オーネット・コールマンを聞いて、いきなり理解出来る人は、少ないですよね。
そんな場合は、ジョン・コルトレーンの足跡をたどるのが、一番分かり易いと思いますよ。
その後に、オーネットを聞くと、見えなかったものが見えてくるという訳です。

つまり彼もまた、モダンジャズの歴史そのものなのです。


(3)私のCDの買い方について

時々近くのCDショップに行って、良さそうだなと思うアルバムを買います。
もう長い間私はジャズ関係の本を読まないので、先入観念は全然ありません。
知らないアルバムは自分のカンだけが頼りです。
音楽の良し悪しは、私観的なものですから、あとは自分の感性を信じるしかありません。

もちろん私のホームページの愛聴盤もまったく個人的なものです。
そんな訳で、偶然いいアルバムに出会うとホントにもうけた気になりますが、ハズレもまた多くなるのが欠点です。

ただ困ったことに、S・J誌選定・ゴールドディスクのマークには、どうしても目が向いてしまいます。
迷いながら大抵の場合購入することになるのですが、やっぱり当たりハズレは、一番少ないと思います。

確か最初のゴールドディスクは、当時、超幻の名盤と言われたトミー・フラナガンの「オーバー・シーズ」だったと記憶しています。


(4)チャ―ルス・ミンガスのこと

チャ―ルス・ミンガスは、長い間ベースの第一人者として君臨していました。
チャ―ルス・ミンガスの音楽は、ミンガスミュージックとも呼ばれて、非常に個性的です。
それゆえ好き嫌いが分かれるところですが、グループサウンズとしての魅力があります。

何といっても在籍したメンバーがすごいです。
ピアノですと、マル・ウォルドロン、ホレス・パーラン、ポール・ブレイ、ジャッキー・バイヤード、
ドン・プーレン等々。

ホーンなら、エリック・ドルフィー、ジャッキー・マクリーン、ブッカ―・アービンジョン・ハンディ、
ジョージ・アダムス、テッド・カーソン、
チャ―ルス・マクファーソン、ローランド・カーク等々、と個性派揃いでホントに面白いです。
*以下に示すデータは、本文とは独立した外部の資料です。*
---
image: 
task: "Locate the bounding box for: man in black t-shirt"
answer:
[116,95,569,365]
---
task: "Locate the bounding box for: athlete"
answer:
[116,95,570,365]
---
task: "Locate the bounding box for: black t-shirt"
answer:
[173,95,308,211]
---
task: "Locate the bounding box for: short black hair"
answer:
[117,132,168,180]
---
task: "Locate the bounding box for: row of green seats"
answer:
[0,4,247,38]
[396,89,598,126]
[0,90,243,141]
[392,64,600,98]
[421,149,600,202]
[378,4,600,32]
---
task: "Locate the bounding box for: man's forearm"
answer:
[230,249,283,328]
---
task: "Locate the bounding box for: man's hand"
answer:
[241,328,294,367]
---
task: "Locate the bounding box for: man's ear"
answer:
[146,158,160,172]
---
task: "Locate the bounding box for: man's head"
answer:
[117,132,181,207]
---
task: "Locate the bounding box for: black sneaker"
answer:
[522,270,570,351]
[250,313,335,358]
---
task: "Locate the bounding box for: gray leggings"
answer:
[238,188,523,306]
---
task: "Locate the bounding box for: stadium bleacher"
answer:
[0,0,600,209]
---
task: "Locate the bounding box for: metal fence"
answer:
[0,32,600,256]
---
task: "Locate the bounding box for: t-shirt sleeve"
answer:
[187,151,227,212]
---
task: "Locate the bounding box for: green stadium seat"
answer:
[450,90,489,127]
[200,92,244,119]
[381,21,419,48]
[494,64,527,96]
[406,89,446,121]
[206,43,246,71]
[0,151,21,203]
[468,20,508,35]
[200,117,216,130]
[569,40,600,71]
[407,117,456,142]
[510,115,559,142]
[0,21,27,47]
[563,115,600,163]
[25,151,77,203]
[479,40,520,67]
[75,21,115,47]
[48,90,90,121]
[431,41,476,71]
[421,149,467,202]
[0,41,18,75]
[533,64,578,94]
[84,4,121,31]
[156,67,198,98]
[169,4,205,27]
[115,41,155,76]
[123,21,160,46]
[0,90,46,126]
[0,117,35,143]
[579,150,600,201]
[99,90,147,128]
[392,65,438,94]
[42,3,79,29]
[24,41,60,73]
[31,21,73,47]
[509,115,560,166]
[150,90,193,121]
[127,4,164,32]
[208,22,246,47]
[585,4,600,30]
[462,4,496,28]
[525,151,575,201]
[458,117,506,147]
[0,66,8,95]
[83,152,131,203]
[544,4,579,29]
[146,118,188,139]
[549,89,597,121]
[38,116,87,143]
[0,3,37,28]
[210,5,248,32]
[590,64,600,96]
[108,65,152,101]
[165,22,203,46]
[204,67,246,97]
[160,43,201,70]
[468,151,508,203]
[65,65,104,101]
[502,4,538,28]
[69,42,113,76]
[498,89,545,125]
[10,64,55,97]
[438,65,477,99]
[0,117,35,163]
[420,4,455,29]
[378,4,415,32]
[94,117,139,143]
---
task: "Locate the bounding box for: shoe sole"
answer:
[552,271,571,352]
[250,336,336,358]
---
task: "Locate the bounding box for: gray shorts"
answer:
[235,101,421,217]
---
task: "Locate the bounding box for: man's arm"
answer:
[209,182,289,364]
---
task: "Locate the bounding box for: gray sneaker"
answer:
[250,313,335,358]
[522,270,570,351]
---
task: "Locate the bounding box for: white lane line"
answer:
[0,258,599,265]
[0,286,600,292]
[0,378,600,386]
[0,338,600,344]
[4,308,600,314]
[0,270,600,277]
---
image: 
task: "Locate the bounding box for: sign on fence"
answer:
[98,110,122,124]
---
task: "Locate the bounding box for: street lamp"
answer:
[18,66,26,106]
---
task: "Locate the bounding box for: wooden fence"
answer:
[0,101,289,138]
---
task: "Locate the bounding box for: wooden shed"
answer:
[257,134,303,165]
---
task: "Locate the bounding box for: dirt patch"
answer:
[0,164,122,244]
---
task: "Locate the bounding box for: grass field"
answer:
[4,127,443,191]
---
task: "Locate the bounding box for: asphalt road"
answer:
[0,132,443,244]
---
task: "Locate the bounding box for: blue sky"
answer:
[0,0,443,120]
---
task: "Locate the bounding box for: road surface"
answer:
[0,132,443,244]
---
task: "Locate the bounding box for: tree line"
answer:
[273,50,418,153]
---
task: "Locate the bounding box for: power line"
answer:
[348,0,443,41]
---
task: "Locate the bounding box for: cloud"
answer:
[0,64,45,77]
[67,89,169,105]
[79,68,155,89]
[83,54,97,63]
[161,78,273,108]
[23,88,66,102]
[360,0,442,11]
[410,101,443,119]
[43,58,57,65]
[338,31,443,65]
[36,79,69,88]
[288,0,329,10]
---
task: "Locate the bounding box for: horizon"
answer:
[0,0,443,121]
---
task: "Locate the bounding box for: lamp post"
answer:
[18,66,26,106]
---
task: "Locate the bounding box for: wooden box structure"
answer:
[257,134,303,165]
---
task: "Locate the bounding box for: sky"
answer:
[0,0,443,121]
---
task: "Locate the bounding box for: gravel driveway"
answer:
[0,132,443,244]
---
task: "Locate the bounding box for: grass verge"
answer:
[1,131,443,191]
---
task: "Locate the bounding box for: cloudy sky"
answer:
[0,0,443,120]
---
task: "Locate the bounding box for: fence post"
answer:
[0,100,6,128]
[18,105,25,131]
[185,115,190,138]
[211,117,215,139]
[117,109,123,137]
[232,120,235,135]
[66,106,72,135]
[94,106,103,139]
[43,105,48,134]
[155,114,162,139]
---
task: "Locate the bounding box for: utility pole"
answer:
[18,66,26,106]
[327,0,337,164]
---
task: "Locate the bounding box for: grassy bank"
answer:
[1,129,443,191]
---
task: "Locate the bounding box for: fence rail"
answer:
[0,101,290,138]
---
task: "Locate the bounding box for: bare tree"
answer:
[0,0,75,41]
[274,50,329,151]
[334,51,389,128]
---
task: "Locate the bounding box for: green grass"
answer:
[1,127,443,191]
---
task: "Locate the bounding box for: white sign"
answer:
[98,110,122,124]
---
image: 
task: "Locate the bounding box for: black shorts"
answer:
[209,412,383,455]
主流派からは、ちょっと外れていますが、私はこの人達が大好きで、良く聞きました。
ミンガスのリーダーとしての能力の高さがここに示されています。


(5)セロニアス・モンクのこと

ジャズ界で個性的だといえば、この人のことを忘れるわけにはいきません。
マイルス・デイビスが、「オレのソロの時はピアノをひくな」といったくらい、そのあまりの個性の強さに、共演者がいやがったというエピソードは有名です。

それゆえ彼の場合は、ソロピアノが一番良いという意見も多いですね。
1人なら誰にも邪魔されずに自分の世界に没頭出来るというわけです。
モンクスミュージックは中々魅力的で、一度好きになるとのめり込みますから、要注意なのですよ。

モダンジャズの名曲「ラウンド・アバウト・ミッドナイト」は、彼の作曲ですが、マイルスの演奏で有名になったというのも良く出来た話で面白いと思います


(6)レコード(CD)の収集について

レコード(CD)収集の鉄則は、「レコードは見つけた時に買え」ということです。
そもそもジャズレコードは、それほど売れるものではないので、発売数が少ないです。
だから、今あなたの目の前にあったとしても、すぐに売り切れ廃盤になります。
売れ筋のレコード以外は、再発売も難しい状況になって、2度と入手出来ないかも知れないし、入手出来たとしても、何年先になるか分かりません。

それに「あなたの肩越しにそのレコードを狙っている人がいる」というのも事実です。
私もこれで何回も痛い目に会っていますが、分かっちゃいるけどやめられないタイプで、逃がしたレコードのジャケットは、目に焼き付いています。
あ〜ぁまた思い出してしまった

追伸
現在恋愛中の方も多いと思います。
彼女または彼氏に貴重なCDをプレゼントするのは、絶対にやめましょう。
今は熱く燃え上がっていて、何もかも捧げたくもなるでしょうが、二度と戻ってこない可能性も高いです。
もしどうしてもの場合には、新しいものをプレゼントしましょう。
経験者は語る。


(7)チャーリー・パーカーとバド・パウエルのこと

モダンジャズをこの二人なくして、語ることは出来ません。
マイルス・デイビスが、「ジャズの天才は、チャーリー・パーカーとバド・パウエルの 二人だけだ」、と言ったそうですが、まさにその通りだと思います。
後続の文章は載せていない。